President Michel Aoun said that “the new coronavirus increased the blockage of the arteries of Lebanon’s economy and exacerbated the economic downturn that we are suffering as a result of policies that overlooked the production economy.
“The virus also increased unemployment and poverty rates, and there was a significant increase in commodity prices, a fall in the Lebanese pound exchange rate, a decline in tax revenues and a deterioration in our social security,” he said.
Lebanon is seeking aid from the International Monetary Fund (IMF) to help it out of its severe economic crisis.
The indicators of the crisis are evident: An economic contraction of about 13 percent; an increase in the inflation rate, which reached more than 50 percent; a deterioration in the exchange rate of the Lebanese pound; paralysis in the banking sector; a significant increase in poverty rates, which exceeded 45 percent of citizens; and unemployment exceeding 35 percent, along with high fiscal deficit and high unsustainable debt.
On Wednesday, a national meeting of party leaders and leaders of parliamentary blocs was held at the Presidential Palace, at the invitation of President Aoun, to discuss the government’s reform plan. The meeting was boycotted by the Future Movement bloc and the Lebanese Kataeb bloc. The leader of the Progressive Socialist Party, Walid Jumblatt, and the leader of the Marada Movement, Suleiman Frangieh, also did not attend the meeting.
The leader of the Lebanese Forces party, Samir Geagea, joined a meeting that brought together Hezbollah’s allies. He stressed that he did not leave “our allies in the opposition, but we each have a (different) approach to things.” He said after the meeting that his party’s MPs “will not agree to the plan before the government shows its seriousness in filling the waste gutters in the state.”
On Wednesday, the Lebanese judiciary interrogated two former ministers of energy, Mohammed Fneish and Nada Boustani, the general director of Electricity of Lebanon (EDL), Kamal Hayek, and engineer, Yahya Mawloud, on a charge of importing adulterated fuel for the benefit of the EDL, which was found through investigations to involve forgery and bribery.
Boustani said after her interrogation that she did not receive the results of the analyzes of adulterated fuel when she was a minister. Fneish said that the problem was not in “the contract signed with the company that imported the fuels, which was extended by six ministers after me, but the problem is with adulterated fuel, and the party that violated the terms of the contract must be pursued.”

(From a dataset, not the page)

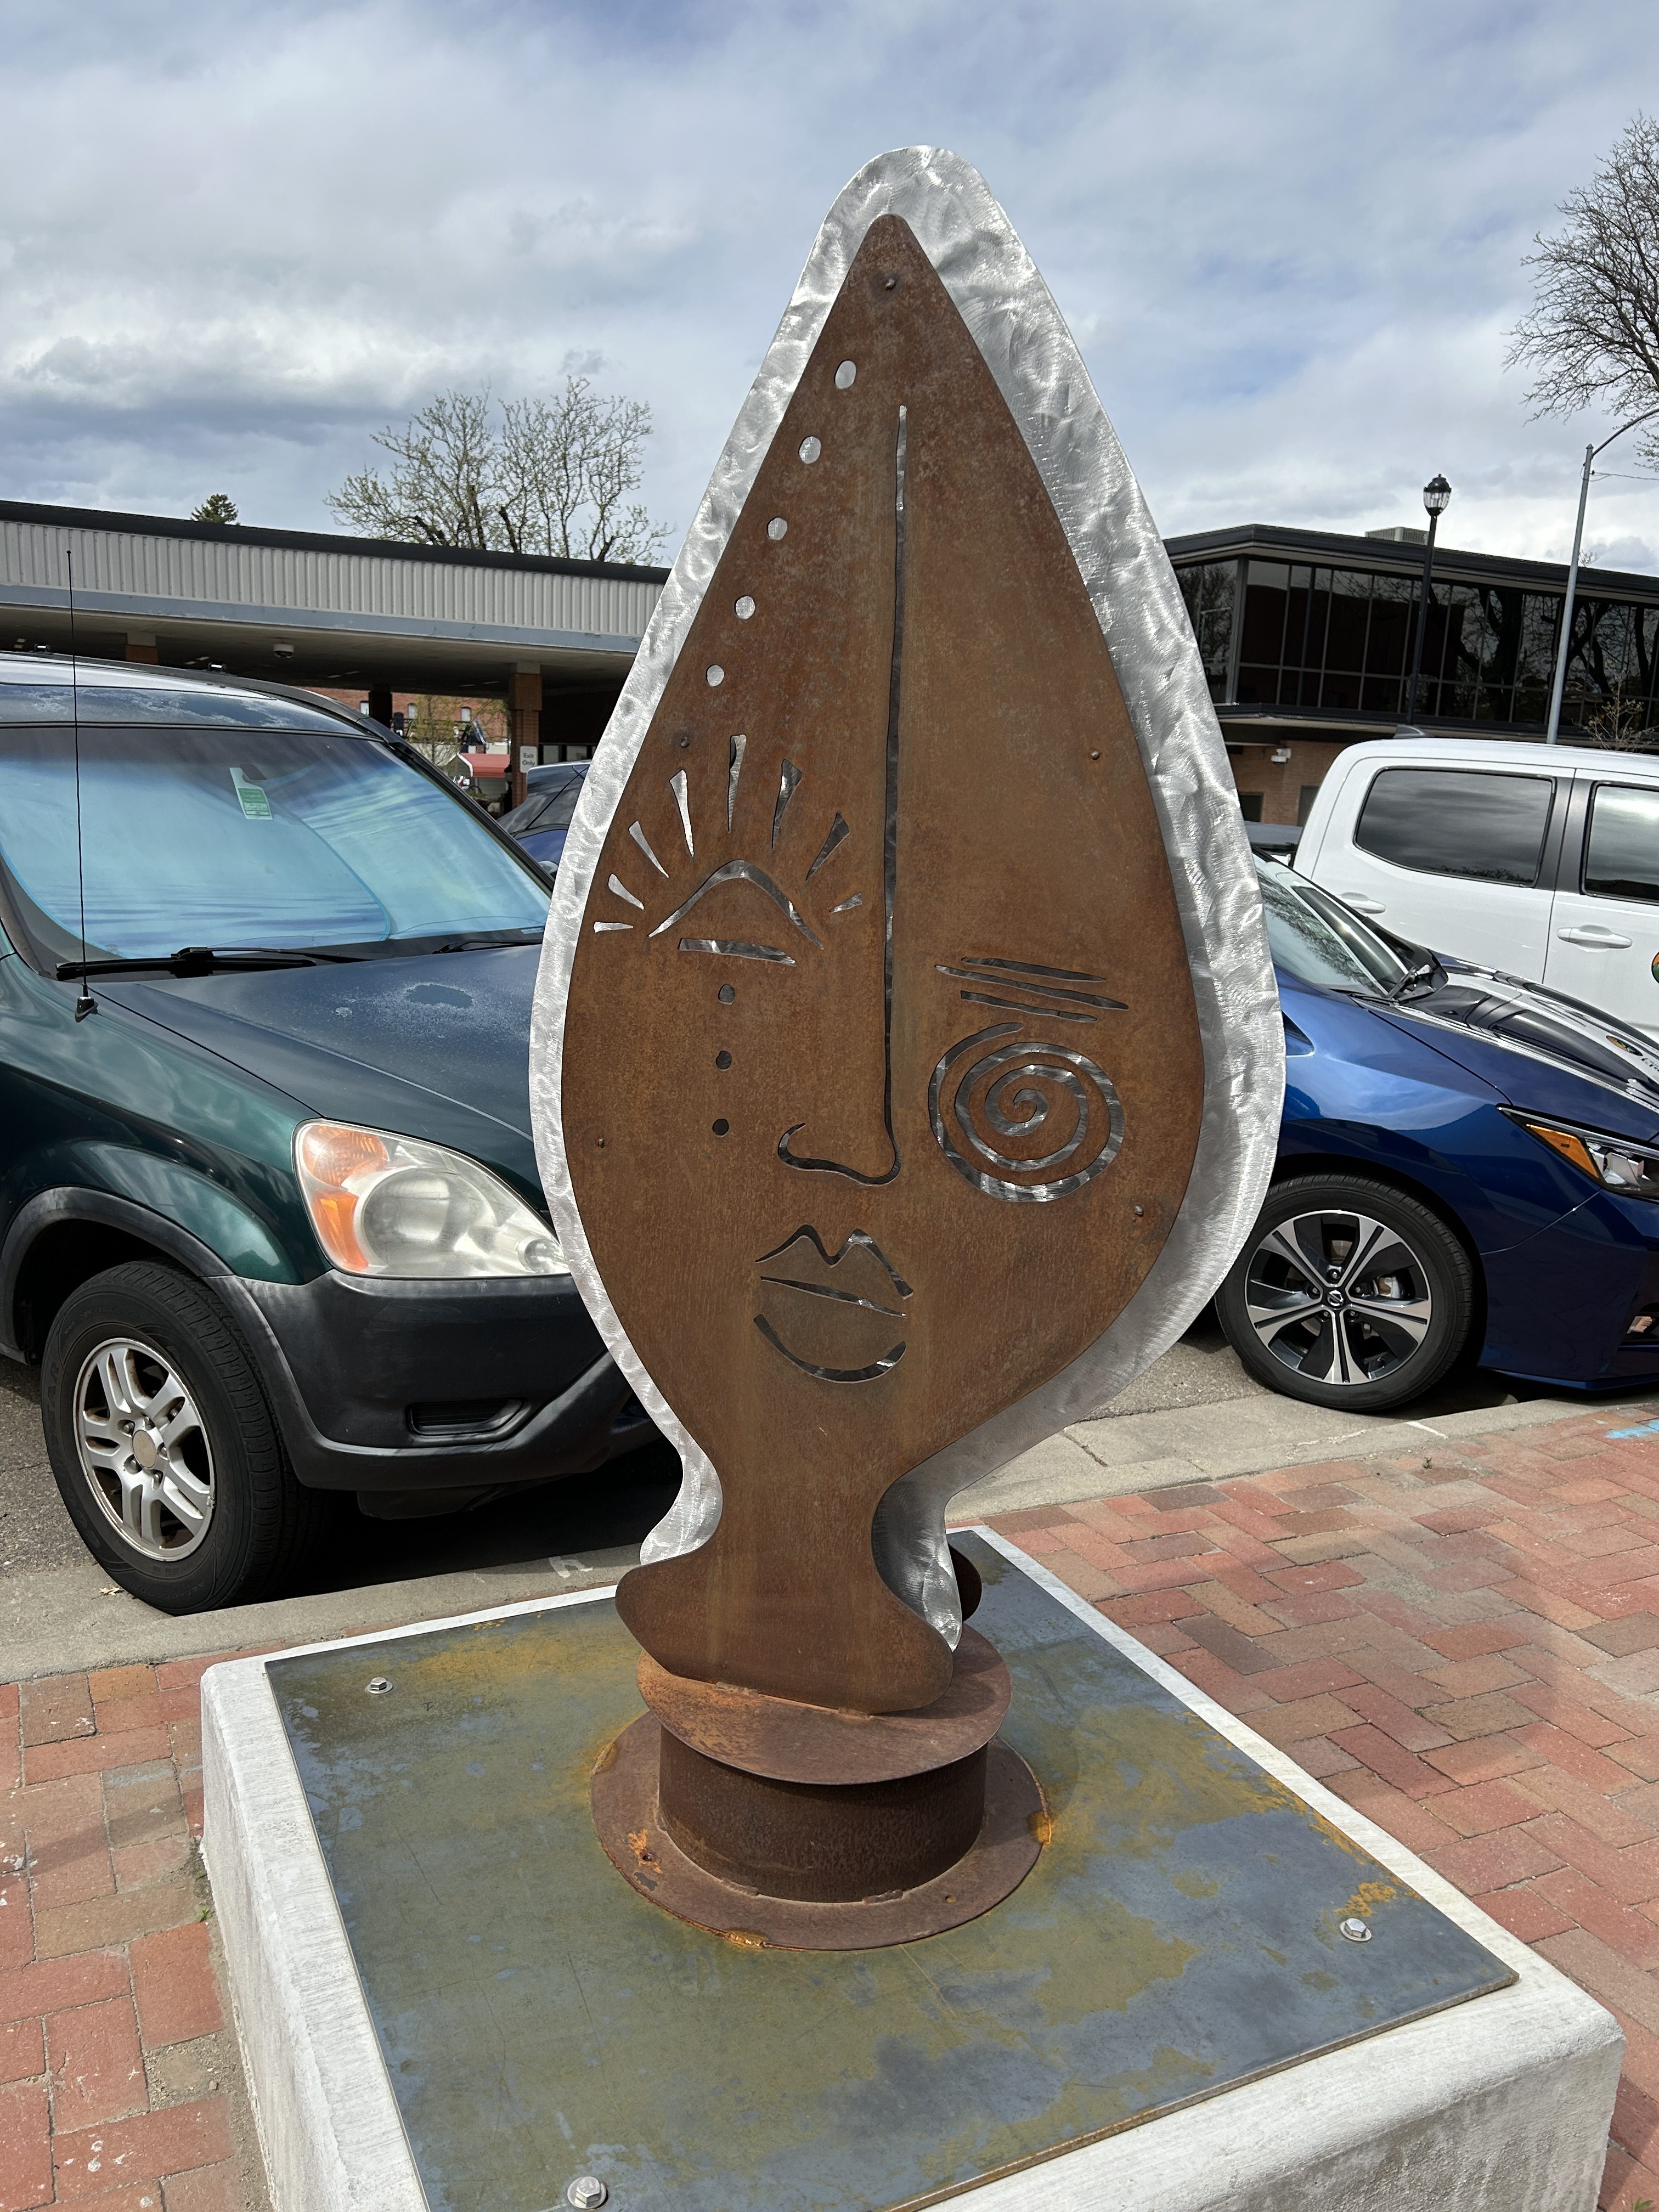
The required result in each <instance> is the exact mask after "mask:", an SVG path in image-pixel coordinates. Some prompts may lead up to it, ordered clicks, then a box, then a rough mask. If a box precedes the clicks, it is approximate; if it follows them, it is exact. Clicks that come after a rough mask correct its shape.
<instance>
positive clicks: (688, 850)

The judiciary issued four arrest warrants against the representative of the importing company, Sonatrach, the director of the Oil Control Company and employees of the PST company. Others are expected to be interrogated, including the manager of oil installations, and the owner, CEO and tender manager of ZR Energie company. Most of the people involved are affiliated with political forces inside and outside of the authority.
The government plan set five years for Lebanon to recover from its crisis. In his presentation of the plan, Minister of Finance Ghazi Wazni said that “it will adopt the flexible exchange rate policy in the coming stage gradually and deliberately.”
He said that the plan “reduces the deficit in the public budget from 11.3 percent of GDP in 2019 to 5.3 percent in 2020 and then to 0.7 percent in 2024 by reducing public expenditure (electricity reform, pension reform, rationalization of current expenditures) and in revenue: Combating waste, improving tax collection, value-added tax and fighting tax evasion.”
Prime Minister Hassan Diab briefed Arab and foreign ambassadors about the government’s financial plan in a separate meeting. US Ambassador Elizabeth Chia said that “there are other areas within the plan that can be reconsidered.” She did not provide more details.
The ambassadors of Saudi Arabia, Kuwait and the UAE did not attend the meeting.